Younus is unhappy at the allegations made against his team

Younus Khan has tendered his resignation as Pakistan captain despite being cleared of match-fixing charges by a parliamentary sports committee.

He submitted his resignation to the Pakistan Cricket Board (PCB) - who are yet to accept it - on Tuesday.

The 31-year-old said he was "disgusted by match-fixing allegations made against me and the team."

Younus was attending a hearing to discuss Pakistan's performance in the recent ICC Champions Trophy.

National Assembly committee chairman Jamshed Dasti had alleged that Pakistan deliberately under-performed during the competition - although he later insisted that the committee never intended to make match-fixing allegations against the players.
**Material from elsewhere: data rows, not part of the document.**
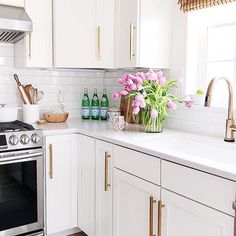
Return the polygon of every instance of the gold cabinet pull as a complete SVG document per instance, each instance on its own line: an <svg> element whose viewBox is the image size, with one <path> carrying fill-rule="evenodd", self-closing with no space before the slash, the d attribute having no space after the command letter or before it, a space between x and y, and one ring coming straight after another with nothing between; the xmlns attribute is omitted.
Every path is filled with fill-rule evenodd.
<svg viewBox="0 0 236 236"><path fill-rule="evenodd" d="M154 200L153 196L150 196L149 198L149 236L155 236L155 234L153 234L153 206L154 203L156 203L156 200Z"/></svg>
<svg viewBox="0 0 236 236"><path fill-rule="evenodd" d="M31 49L32 49L31 37L32 37L31 32L29 32L29 52L28 52L29 59L31 59Z"/></svg>
<svg viewBox="0 0 236 236"><path fill-rule="evenodd" d="M129 59L132 61L133 57L135 57L135 54L133 52L134 50L134 24L131 23L129 26Z"/></svg>
<svg viewBox="0 0 236 236"><path fill-rule="evenodd" d="M165 205L162 203L162 201L158 201L158 236L161 236L162 208L164 207Z"/></svg>
<svg viewBox="0 0 236 236"><path fill-rule="evenodd" d="M98 48L97 48L97 55L98 55L98 60L101 60L101 27L98 26L97 28L97 33L98 33Z"/></svg>
<svg viewBox="0 0 236 236"><path fill-rule="evenodd" d="M105 191L108 191L108 188L111 187L108 181L108 168L109 168L109 158L111 155L108 154L108 152L105 152Z"/></svg>
<svg viewBox="0 0 236 236"><path fill-rule="evenodd" d="M233 209L235 210L235 217L234 217L234 235L236 235L236 201L233 202Z"/></svg>
<svg viewBox="0 0 236 236"><path fill-rule="evenodd" d="M49 144L49 178L53 178L53 151L52 144Z"/></svg>

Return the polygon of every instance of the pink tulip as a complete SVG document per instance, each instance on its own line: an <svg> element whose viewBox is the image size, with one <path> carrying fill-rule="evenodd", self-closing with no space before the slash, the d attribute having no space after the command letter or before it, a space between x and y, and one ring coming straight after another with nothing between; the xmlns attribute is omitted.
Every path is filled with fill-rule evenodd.
<svg viewBox="0 0 236 236"><path fill-rule="evenodd" d="M193 101L185 101L184 103L185 103L185 106L186 106L187 108L192 108L193 105L194 105L194 102L193 102Z"/></svg>
<svg viewBox="0 0 236 236"><path fill-rule="evenodd" d="M120 94L124 95L124 96L128 95L128 93L129 92L126 89L123 89L123 90L120 91Z"/></svg>
<svg viewBox="0 0 236 236"><path fill-rule="evenodd" d="M112 99L113 100L116 100L116 99L119 99L121 97L120 93L119 92L115 92L112 94Z"/></svg>
<svg viewBox="0 0 236 236"><path fill-rule="evenodd" d="M135 101L140 103L139 106L141 108L145 108L146 107L146 102L144 100L144 97L141 94L136 95L134 99L135 99Z"/></svg>
<svg viewBox="0 0 236 236"><path fill-rule="evenodd" d="M129 79L127 79L126 83L127 83L127 85L131 85L131 84L133 84L134 82L133 82L132 79L129 78Z"/></svg>
<svg viewBox="0 0 236 236"><path fill-rule="evenodd" d="M140 108L139 107L133 107L133 114L137 115L140 112Z"/></svg>
<svg viewBox="0 0 236 236"><path fill-rule="evenodd" d="M174 102L172 102L172 101L169 101L169 102L167 103L167 107L168 107L170 110L175 110L175 109L177 109L177 105L176 105Z"/></svg>
<svg viewBox="0 0 236 236"><path fill-rule="evenodd" d="M128 91L135 91L137 90L137 85L136 84L130 84L127 86Z"/></svg>
<svg viewBox="0 0 236 236"><path fill-rule="evenodd" d="M143 72L137 72L135 82L141 84L145 80L145 74Z"/></svg>
<svg viewBox="0 0 236 236"><path fill-rule="evenodd" d="M151 114L151 117L152 117L153 119L155 119L155 118L158 117L158 111L157 111L156 109L152 109L152 110L150 111L150 114Z"/></svg>
<svg viewBox="0 0 236 236"><path fill-rule="evenodd" d="M141 84L137 84L137 91L143 90L143 86Z"/></svg>
<svg viewBox="0 0 236 236"><path fill-rule="evenodd" d="M133 100L132 107L139 107L139 106L140 106L140 102L137 100Z"/></svg>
"We are totally satisfied with the explanation of the team management and board," he said. "The committee is satisfied no match-fixing took place."
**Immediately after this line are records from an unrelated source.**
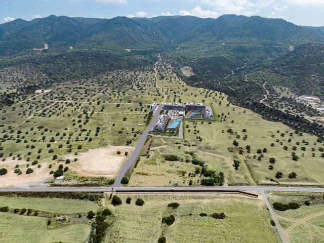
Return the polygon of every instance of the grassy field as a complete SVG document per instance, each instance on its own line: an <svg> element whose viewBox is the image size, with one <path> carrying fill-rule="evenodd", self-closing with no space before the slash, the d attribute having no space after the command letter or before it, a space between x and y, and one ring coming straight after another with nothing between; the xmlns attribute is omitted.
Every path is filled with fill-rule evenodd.
<svg viewBox="0 0 324 243"><path fill-rule="evenodd" d="M0 90L10 79L2 76L22 72L21 79L28 80L35 74L28 68L14 71L0 72ZM30 166L34 175L44 176L36 181L43 181L45 175L57 169L39 169L43 163L47 168L49 163L64 161L67 155L76 156L90 149L134 147L145 128L150 104L162 100L157 90L149 67L55 84L39 93L19 97L14 105L0 110L0 166L16 177L13 185L19 184L25 180L13 174L16 165L24 174ZM32 166L33 163L37 166Z"/></svg>
<svg viewBox="0 0 324 243"><path fill-rule="evenodd" d="M115 217L106 242L155 242L161 235L168 242L279 242L261 200L226 195L133 194L129 195L132 200L127 205L125 201L129 195L120 196L123 204L109 206ZM143 206L135 205L137 197L144 200ZM167 207L173 202L180 204L178 209ZM224 220L209 217L221 212L226 216ZM200 213L209 216L200 217ZM162 224L162 218L170 215L176 218L173 224Z"/></svg>
<svg viewBox="0 0 324 243"><path fill-rule="evenodd" d="M87 214L99 209L98 202L47 197L0 196L0 205L9 207L0 212L0 242L10 242L86 243L91 228ZM56 222L59 216L67 221Z"/></svg>
<svg viewBox="0 0 324 243"><path fill-rule="evenodd" d="M194 152L209 169L223 172L225 184L324 184L324 167L320 166L324 161L324 145L316 137L296 133L281 123L264 120L250 110L228 105L224 95L188 87L169 70L162 73L168 77L160 80L159 85L167 94L168 101L211 104L220 122L187 120L183 140L164 138L164 143L154 138L150 157L141 157L130 185L188 185L187 175L194 167L170 163L164 156L174 154L184 160L184 152L189 150ZM293 155L297 156L295 160ZM270 158L274 158L274 163L270 163ZM234 160L240 163L237 170L233 167ZM282 175L276 177L277 172ZM297 174L295 178L290 176L292 172ZM194 179L193 184L198 184Z"/></svg>
<svg viewBox="0 0 324 243"><path fill-rule="evenodd" d="M46 218L0 213L0 241L66 243L88 242L90 226L74 224L47 229Z"/></svg>
<svg viewBox="0 0 324 243"><path fill-rule="evenodd" d="M323 194L314 193L272 192L270 204L297 202L300 208L284 212L274 210L276 217L291 242L323 242L324 199ZM310 202L306 206L304 201Z"/></svg>
<svg viewBox="0 0 324 243"><path fill-rule="evenodd" d="M3 196L0 196L0 205L12 209L25 208L59 214L86 213L91 210L96 212L99 209L97 204L90 201Z"/></svg>

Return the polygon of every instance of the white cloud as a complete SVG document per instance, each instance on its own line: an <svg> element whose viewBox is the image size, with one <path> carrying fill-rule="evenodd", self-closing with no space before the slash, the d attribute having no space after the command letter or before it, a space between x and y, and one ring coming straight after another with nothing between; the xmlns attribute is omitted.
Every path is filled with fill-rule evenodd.
<svg viewBox="0 0 324 243"><path fill-rule="evenodd" d="M160 15L161 16L173 16L173 15L169 11L168 11L167 13L165 13L164 12L163 12L162 13L161 13Z"/></svg>
<svg viewBox="0 0 324 243"><path fill-rule="evenodd" d="M105 4L127 4L127 0L96 0L96 2Z"/></svg>
<svg viewBox="0 0 324 243"><path fill-rule="evenodd" d="M190 15L192 16L199 17L199 18L218 18L221 14L217 12L210 10L202 10L201 8L196 6L189 11L181 10L179 13L179 15Z"/></svg>
<svg viewBox="0 0 324 243"><path fill-rule="evenodd" d="M3 23L7 23L7 22L12 21L15 20L16 19L15 18L12 18L11 17L5 17L4 18L4 20L3 20Z"/></svg>
<svg viewBox="0 0 324 243"><path fill-rule="evenodd" d="M254 13L253 9L256 5L248 0L201 0L200 2L214 7L215 10L221 14L252 15Z"/></svg>
<svg viewBox="0 0 324 243"><path fill-rule="evenodd" d="M273 8L273 9L276 10L277 11L282 11L285 9L287 9L288 7L286 5L280 5L279 4L277 4L275 5L273 5L272 6L272 8Z"/></svg>
<svg viewBox="0 0 324 243"><path fill-rule="evenodd" d="M140 12L138 12L137 13L136 13L136 16L137 17L144 17L146 15L146 13L145 13L144 11L140 11Z"/></svg>
<svg viewBox="0 0 324 243"><path fill-rule="evenodd" d="M292 5L324 5L323 0L286 0L286 2Z"/></svg>

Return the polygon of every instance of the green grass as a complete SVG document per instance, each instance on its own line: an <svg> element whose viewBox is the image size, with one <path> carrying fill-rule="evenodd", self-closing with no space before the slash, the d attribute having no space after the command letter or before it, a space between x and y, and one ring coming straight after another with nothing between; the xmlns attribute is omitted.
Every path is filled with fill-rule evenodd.
<svg viewBox="0 0 324 243"><path fill-rule="evenodd" d="M0 241L13 243L87 241L90 232L89 225L75 224L48 230L47 220L46 218L0 213Z"/></svg>
<svg viewBox="0 0 324 243"><path fill-rule="evenodd" d="M125 202L128 195L120 196ZM258 199L210 194L130 196L129 205L109 206L115 218L106 242L156 242L160 235L168 242L280 242L266 207ZM144 200L143 206L135 205L136 197ZM180 204L178 209L167 207L175 201ZM226 215L225 219L199 216L221 212ZM171 214L176 218L174 223L163 224L162 218Z"/></svg>
<svg viewBox="0 0 324 243"><path fill-rule="evenodd" d="M0 196L0 205L11 209L25 208L58 214L86 213L91 210L96 212L99 209L97 204L90 201L9 196Z"/></svg>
Younus told the Reuters news agency: "Yes, I have submitted my resignation. I have told the chairman to go through my resignation and read my point of view."

PCB chairman Ijaz Butt added: "It's an emotional decision and I reject it.

"I hope to convince Younus to revoke his decision, but if he sticks to his stand then the matter will be decided by the PCB's governing council next week on 19 October."

Younus has scored 5,260 runs in 63 Tests - at an average over 50 - since making his debut against Sri Lanka in 2000, and succeeded Shoaib Malik as Pakistan captain in January 2009.

He has also appeared in 194 one-day internationals and led Pakistan to victory at the ICC World Twenty20 tournament in England earlier this year - before retiring from Twenty20 internationals.